In his testimony, Mangelsdorf took issue with Aug. 31 testimony supplied by NextEra advisor John Reed, chairman and CEO of Massachusetts-based Concentric Energy Advisors Inc., who told commissioners that a cooperative utility would not be more cost effective than the Hawaiian Electric Companies.

“The economics of forming a new utility are very challenging,” he said. “The cost to acquire a utility often overshadows the new utility for decades. In addition to the high acquisition costs involved that are often multiples of book value, there is no inherent advantage of a co-op or (municipal utility) on the largest component of the customer’s bill — fuel mix. … In Hawaii, the advantages related to fuel diversity do not exist for a newly formed utility.”

Mangelsdorf’s testimony last week accused Reed of displaying a “striking ignorance” of the fuel mix on Hawaii Island.

“Hawaii Island has a diversity of fuel mix that would be the envy of virtually any electric utility company,” he said.

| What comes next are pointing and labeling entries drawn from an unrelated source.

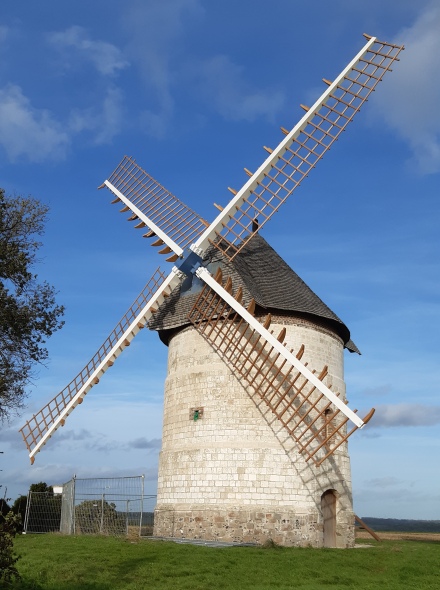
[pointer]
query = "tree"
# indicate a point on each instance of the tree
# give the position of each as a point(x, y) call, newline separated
point(99, 517)
point(28, 310)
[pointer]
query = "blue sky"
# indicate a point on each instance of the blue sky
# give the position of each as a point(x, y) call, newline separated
point(193, 90)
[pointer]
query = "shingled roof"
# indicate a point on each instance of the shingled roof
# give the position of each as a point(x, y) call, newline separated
point(263, 276)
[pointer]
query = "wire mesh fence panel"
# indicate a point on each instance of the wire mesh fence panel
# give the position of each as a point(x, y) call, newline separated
point(147, 517)
point(67, 506)
point(100, 506)
point(43, 513)
point(109, 506)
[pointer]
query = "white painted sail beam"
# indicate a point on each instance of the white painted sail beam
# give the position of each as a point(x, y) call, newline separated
point(206, 277)
point(229, 210)
point(170, 282)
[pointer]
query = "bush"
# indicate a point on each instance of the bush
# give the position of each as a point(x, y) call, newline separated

“In 2014, approximately 50 percent of all kilowatt-hours consumed on the island came from renewable energy sources. … HIEC, if it were provided with the opportunity, would gain immediate advantages from the fuel mix on the island and, as evidenced by (Kauai Island Utility Cooperative’s) progressive and nimble efforts and achievements in integrating utility-scale (photovoltaic) and utility-scale battery storage, would be posed in the near-term, not waiting till 2045, to significantly increase the renewables fuel mix on Hawaii Island.”

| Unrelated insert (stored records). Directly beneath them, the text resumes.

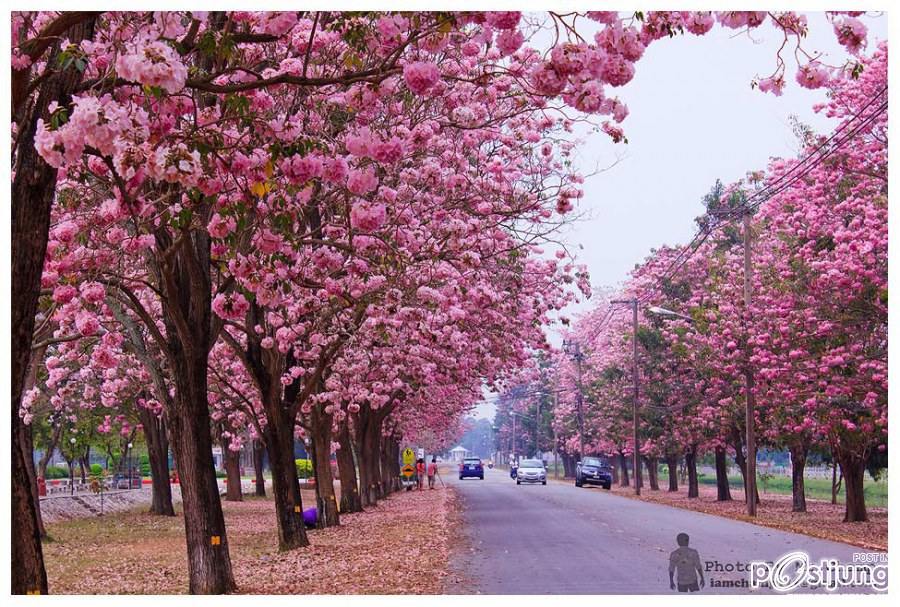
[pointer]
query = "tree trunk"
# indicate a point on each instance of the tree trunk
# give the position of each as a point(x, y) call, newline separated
point(209, 563)
point(33, 191)
point(350, 499)
point(835, 480)
point(158, 454)
point(366, 445)
point(853, 468)
point(623, 478)
point(723, 488)
point(27, 439)
point(84, 465)
point(187, 313)
point(568, 465)
point(390, 454)
point(690, 460)
point(799, 452)
point(326, 504)
point(285, 485)
point(234, 492)
point(48, 452)
point(741, 461)
point(653, 472)
point(672, 463)
point(638, 475)
point(258, 451)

At a PUC-organized listening session in Hilo on Sept. 29, it became clear that the co-op business model had captured the attention of Hawaii Island’s electricity consumers, with the vast majority of testifiers at the meeting expressing their support for HIEC.

Dozens of speakers waited in line at the meeting to urge the PUC to consider a co-op, despite being reminded several times by Chairman Randy Iwase that the PUC was seeking comment specifically on the NextEra merger and not a cooperative utility.

The PUC is expected to render its decision on the merger in June.